Filip Memches: mowa nienawiści używana jest by wykluczać z życia publicznego

- W obliczu śmierci wszyscy stajemy się równi, także w sensie różnych sporów które toczymy w wymiarze ziemskim. Naruszenie powagi śmierci wyklucza ze wspólnoty ludzi cywilizowanych – mówił w Polskim Radiu 24 Filip Memches.

2019-01-19, 09:01

Filip Memches: mowa nienawiści używana jest by wykluczać z życia publicznego
mat. ilustracyjne. Foto: Glow Images/ East News

Posłuchaj

19.01.19 Wojna cywilizacji. Filip Memches o mowie nienawiści
+
Dodaj do playlisty

Filip Memches podkreślał konieczność refleksji nad tragedią, która miała miejsce w Gdańsku. - Ziemska pielgrzymka wikła nas w różne sprawy, które nas dzielą, ale śmierć nam o czymś przypomina. Uzmysławia nam inny wymiar. Jednak widać, choćby obserwując media społecznościowe, nie dało się uniknąć pewnej dyskusji. Pojawia się pytanie, na ile możemy mówić o sprawach publicznych i politycznych nie naruszając powagi śmierci - mówił gość Polskiego Radia 24.
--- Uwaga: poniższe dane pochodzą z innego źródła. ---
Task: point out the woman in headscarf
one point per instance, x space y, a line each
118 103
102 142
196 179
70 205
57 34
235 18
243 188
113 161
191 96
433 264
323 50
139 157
- Człowiek nowożytny stawiając siebie w centrum, a rewolucja kulturowa jest tego pokłosiem, zaczął mieć przekonanie, że reprezentuje pewne wartości, jest punktem odniesienia, miarą rzeczy. Nowożytność przyniosła walkę ideologiczną, w której człowiek walczy, ponieważ jest przekonany, że on stanowi dobro, a jego wróg zło. W ten sposób bardzo łatwo dehumanizować wroga. Mowa nienawiści jest używana po to, aby eliminować z życia publicznego ludzi o niewygodnych poglądach, a wtedy już nie spieramy się o rację – zaznaczył.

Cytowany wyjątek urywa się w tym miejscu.